Há como que uma aprendizagem centrada na linguagem, social e comunicativa, que transforma o género num instrumento poderoso que veicula uma concepção de língua “mais ampla, integrando os principais eixos do ensino: leitura, produção e análise linguística” (Bunzen, 2004, p. 221), mas também a consciência das relações sociais reais e dos respetivos contextos que intervêm na produção do texto - oral ou escrito. (Bronckart, 2003; Vygotsky, 1978). Alguns autores distinguem os termos género de texto (ou textual) e género do discurso (ou discursivo), na medida em que, de acordo com o conceito que lhes

está associado, estes termos não são sinónimos. Os termos género de texto (ou textual) parecem apontar mais para a materialidade textual, implicando uma perspetiva focalizada no material linguístico selecionado e no texto construído, fruto das condições em que o texto foi produzido. Os termos género do discurso (ou discursivo) parecem focalizar-se mais no estudo das situações de produção dos enunciados ou textos, “privilegiando a vontade enunciativa do locutor (...) e a partir desta análise (...) as marcas linguísticas, que refletem no enunciado/texto esses aspetos da situação” (Rojo, 2005, p. 199). As perspectivas que partem da formulação de género de textos parecem configurar um tipo de trabalho mais ligado às maneiras (também linguísticas) de construir o significado o que, se encarado pedagogicamente, implica que “devem ser propostas situações que se reportem a práticas sociais e géneros textuais passíveis de serem reconstituídos, ainda que parcialmente, em sala de aula (...)” (Marcuschi, 2010, p. 78). Ou seja, independentemente da distinção teórica entre texto e discurso, a prática de trabalho em sala de aula com os géneros deverá, idealmente, incidir no reconhecimento e reprodução das suas características linguísticas e discursivas, diretamente dependentes do contexto de produção, dos propósitos comunicativos e do conteúdo a transmitir.

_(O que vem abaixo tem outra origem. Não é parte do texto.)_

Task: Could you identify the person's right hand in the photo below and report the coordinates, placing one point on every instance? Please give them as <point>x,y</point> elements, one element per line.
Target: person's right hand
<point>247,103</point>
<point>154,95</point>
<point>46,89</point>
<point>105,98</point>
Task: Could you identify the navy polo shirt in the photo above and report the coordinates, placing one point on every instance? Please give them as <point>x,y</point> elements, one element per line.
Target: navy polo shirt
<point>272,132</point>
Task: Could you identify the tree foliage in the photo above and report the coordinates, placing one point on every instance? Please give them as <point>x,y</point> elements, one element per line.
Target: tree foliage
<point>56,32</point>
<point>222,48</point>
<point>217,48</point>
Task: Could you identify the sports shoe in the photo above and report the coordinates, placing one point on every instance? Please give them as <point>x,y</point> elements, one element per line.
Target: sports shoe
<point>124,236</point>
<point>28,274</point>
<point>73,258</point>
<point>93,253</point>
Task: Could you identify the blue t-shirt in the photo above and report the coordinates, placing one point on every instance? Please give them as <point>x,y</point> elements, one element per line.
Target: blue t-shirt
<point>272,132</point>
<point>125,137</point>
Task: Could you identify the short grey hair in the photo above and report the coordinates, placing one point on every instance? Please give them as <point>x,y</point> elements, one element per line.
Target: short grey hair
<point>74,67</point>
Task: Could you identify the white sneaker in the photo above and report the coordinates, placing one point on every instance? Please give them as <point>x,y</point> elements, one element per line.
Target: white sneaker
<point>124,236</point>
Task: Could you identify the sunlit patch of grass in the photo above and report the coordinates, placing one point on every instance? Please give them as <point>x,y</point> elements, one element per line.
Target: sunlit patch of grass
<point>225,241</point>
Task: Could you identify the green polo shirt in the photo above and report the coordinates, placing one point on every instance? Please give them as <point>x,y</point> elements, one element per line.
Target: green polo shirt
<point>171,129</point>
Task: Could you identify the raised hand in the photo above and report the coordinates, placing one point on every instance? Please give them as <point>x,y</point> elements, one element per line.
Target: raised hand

Pela sua nova abordagem, o modelo de ensino da escrita baseado no género de textos

tem gerado um interesse crescente nas três últimas décadas e tem tido um impacto considerável na forma como se compreende o discurso e se ensina a língua. Transformou o ensino da escrita em diferentes contextos e relativamente a diversas línguas, quer estas tenham sido aprendidas como língua materna (L1), L2 ou língua estrangeira (LE). Assim, tanto na área da análise do discurso, como na área do ensino-aprendizagem da escrita, em contextos académicos (secundário e universitário), o conceito de género tem permitido transformar métodos de ensino, desenvolver currículos e programas e criar materiais instrucionais mais adequados às reais necessidades dos estudantes que agora frequentam a escola e a universidade.

Este crescente interesse dado à noção de género, e à sua aplicação no ensino e aprendizagem da língua, tem tido um objetivo duplo: por um lado, compreender as relações entre a linguagem e o seu contexto de uso e, por outro, colocar este conhecimento ao serviço do ensino da língua e do desenvolvimento das competências de literacia, associando o “saber” ao “saber fazer” (cf. cap.1). Desenvolveu-se uma teoria da linguagem socialmente enquadrada e uma “abordagem logocêntrica” (Coutinho, 2013, p. 19)

enraizada no papel fundamental da linguagem no desenvolvimento humano e na pesquisa desenvolvida acerca dos textos e respetivos contextos, para além do estreito e formal universo do paradigma cognitivista, explorado pelo modelo processual.